Chris and I attended a Hoffman refresher in July, and we were asked to state out loud the things that we would like to achieve in the next 12 months.
I said I wanted to have an exhibition of my photography. I’m working on a collaboration with another photographer on that.
I said I wanted to publish another 12 editions of Looking Out, my newsletter and podcast that connects the dots across automobility, design, and culture.
I said that I wanted to write and share my photography more publically, and here we are.
I think this is how the threads of a new life start to come together.
The experience of this walk, and of the fulfilment I’ve derived from capturing it and sharing it with you, has proved beyond a shadow of a doubt that my life is on a different path now. I can’t go back to who I was and I can’t go back to where I was. This is both immensely exciting and terrifying.
As I write, I realise that I’m mid-leap from the life I thought I had, and I’m still not entirely sure where I’m going to land, or what life’s going to look like when I do. How do I make money? How do we build a life that allows me the freedom to be fulfilled, to be energised, and — crucially, because I haven’t mentioned it yet — to regularly rest and reset?

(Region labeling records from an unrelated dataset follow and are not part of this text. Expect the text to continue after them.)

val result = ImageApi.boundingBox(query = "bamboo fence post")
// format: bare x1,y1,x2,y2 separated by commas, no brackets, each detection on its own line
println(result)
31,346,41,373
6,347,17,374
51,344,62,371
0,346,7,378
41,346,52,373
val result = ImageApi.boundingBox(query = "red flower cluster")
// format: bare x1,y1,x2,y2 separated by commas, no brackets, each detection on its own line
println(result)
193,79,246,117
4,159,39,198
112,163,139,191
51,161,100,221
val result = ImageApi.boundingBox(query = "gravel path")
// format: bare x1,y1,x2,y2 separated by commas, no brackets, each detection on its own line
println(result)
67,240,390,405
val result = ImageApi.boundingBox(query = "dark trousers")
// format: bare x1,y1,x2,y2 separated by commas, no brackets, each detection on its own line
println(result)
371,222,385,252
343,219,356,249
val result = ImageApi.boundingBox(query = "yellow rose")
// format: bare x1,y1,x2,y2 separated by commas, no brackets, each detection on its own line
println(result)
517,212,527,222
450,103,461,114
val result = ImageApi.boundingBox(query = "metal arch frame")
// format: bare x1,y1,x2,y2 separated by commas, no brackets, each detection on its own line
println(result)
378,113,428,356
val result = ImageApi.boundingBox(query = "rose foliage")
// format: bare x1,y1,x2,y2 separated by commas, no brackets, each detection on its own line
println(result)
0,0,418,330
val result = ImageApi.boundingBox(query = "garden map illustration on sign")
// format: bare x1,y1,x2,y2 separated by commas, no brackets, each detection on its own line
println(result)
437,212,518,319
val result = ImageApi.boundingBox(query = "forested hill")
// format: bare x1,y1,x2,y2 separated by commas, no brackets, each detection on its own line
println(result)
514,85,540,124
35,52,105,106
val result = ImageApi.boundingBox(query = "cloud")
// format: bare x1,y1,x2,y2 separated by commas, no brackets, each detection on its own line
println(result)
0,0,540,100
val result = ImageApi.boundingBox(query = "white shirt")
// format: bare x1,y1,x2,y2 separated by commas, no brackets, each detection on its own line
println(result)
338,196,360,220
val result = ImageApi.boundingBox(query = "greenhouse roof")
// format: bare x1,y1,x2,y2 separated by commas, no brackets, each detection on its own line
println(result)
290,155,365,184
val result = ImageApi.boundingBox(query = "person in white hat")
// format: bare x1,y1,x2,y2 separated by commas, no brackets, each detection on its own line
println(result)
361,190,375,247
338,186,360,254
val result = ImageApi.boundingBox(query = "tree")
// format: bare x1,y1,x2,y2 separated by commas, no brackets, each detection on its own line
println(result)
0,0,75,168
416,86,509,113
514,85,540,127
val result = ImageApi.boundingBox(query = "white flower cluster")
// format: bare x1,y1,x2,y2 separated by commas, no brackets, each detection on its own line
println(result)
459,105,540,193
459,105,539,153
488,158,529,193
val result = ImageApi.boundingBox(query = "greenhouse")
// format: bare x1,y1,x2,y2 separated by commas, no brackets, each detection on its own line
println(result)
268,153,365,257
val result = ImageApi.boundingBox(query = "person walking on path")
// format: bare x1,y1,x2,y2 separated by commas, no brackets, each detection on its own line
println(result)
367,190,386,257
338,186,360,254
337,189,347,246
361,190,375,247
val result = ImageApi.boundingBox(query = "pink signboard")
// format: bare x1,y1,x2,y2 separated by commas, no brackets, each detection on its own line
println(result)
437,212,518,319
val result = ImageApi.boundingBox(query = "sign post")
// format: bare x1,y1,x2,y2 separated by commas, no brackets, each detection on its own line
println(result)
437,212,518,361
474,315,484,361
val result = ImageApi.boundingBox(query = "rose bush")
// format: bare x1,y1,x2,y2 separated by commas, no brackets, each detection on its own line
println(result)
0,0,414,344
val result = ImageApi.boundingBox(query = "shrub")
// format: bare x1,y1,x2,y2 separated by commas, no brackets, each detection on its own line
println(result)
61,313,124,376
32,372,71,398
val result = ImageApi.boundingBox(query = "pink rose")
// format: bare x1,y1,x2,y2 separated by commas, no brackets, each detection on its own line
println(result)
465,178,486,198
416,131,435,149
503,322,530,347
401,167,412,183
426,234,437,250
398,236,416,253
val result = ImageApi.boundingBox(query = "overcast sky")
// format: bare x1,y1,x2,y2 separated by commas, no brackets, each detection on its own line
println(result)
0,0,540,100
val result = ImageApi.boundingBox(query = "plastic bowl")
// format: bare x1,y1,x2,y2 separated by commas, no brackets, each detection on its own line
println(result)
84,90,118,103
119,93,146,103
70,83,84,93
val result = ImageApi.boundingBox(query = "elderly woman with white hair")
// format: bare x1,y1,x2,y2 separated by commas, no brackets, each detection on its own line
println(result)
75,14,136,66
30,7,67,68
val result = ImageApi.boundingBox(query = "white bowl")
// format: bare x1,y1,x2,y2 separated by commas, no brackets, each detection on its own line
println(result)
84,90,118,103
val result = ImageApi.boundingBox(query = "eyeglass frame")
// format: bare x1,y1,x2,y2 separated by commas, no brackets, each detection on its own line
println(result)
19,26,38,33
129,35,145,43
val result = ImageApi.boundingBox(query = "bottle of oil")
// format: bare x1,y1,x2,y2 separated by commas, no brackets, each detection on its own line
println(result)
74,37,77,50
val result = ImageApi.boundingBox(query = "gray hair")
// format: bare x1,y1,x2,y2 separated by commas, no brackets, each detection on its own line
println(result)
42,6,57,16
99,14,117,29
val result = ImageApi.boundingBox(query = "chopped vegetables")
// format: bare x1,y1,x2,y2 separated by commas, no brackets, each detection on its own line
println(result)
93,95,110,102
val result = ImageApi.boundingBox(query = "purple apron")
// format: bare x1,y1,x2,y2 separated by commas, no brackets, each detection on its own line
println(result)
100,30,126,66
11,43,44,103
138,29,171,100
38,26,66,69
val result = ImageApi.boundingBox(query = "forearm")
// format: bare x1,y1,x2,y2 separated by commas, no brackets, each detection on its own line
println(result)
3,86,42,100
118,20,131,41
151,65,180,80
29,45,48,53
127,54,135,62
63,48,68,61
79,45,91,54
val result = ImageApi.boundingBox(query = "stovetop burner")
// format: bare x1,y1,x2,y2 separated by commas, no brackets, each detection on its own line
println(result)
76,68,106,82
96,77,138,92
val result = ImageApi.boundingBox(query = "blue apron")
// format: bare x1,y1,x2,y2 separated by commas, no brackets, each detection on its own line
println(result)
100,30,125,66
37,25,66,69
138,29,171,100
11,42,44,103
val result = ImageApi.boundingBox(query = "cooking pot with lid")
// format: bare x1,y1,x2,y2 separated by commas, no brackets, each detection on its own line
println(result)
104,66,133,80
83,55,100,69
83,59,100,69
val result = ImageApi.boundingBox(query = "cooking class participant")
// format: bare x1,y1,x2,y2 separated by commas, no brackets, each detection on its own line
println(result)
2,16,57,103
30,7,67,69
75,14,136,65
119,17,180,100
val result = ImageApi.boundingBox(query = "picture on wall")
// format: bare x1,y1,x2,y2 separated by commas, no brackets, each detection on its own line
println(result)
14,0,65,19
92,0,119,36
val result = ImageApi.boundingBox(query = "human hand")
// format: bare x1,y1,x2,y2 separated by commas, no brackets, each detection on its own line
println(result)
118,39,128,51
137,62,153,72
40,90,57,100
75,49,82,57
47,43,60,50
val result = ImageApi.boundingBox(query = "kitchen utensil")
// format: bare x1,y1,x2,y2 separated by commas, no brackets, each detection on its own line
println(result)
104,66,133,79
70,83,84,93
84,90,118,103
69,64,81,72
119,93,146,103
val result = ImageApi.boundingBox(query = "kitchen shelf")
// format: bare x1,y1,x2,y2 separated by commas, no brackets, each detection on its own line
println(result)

Craig Mod, who inspired this newsletter and inspires me generally, offers a few principles for a fulfilling life in the beautiful One Dumb Trick. In short, they are:
Value creating good work with good people, and avoid bad work with arseholes,
Break the social or legal contracts with broken people and broken organisations to create the space for said good work with said good people,
Keep fixed costs of living low to enable the freedom to fulfil the first and second principles.
They sound so, so simple, so easy to implement, but after years on a hedonic treadmill, trust me, it takes fortitude to take them on. But that’s the work ahead of me, and I’m really fucking excited.
So, here we reach the end of A 600 and a Scallop Shell.
It didn’t start how I expected, and it ended with me truly humbled, but throughout, there’s been you all reading along, sending me messages of love and support and generally lending me the feeling that there might just be something here in all these words and images.
I’m truly grateful, and I hope we get to do more of this.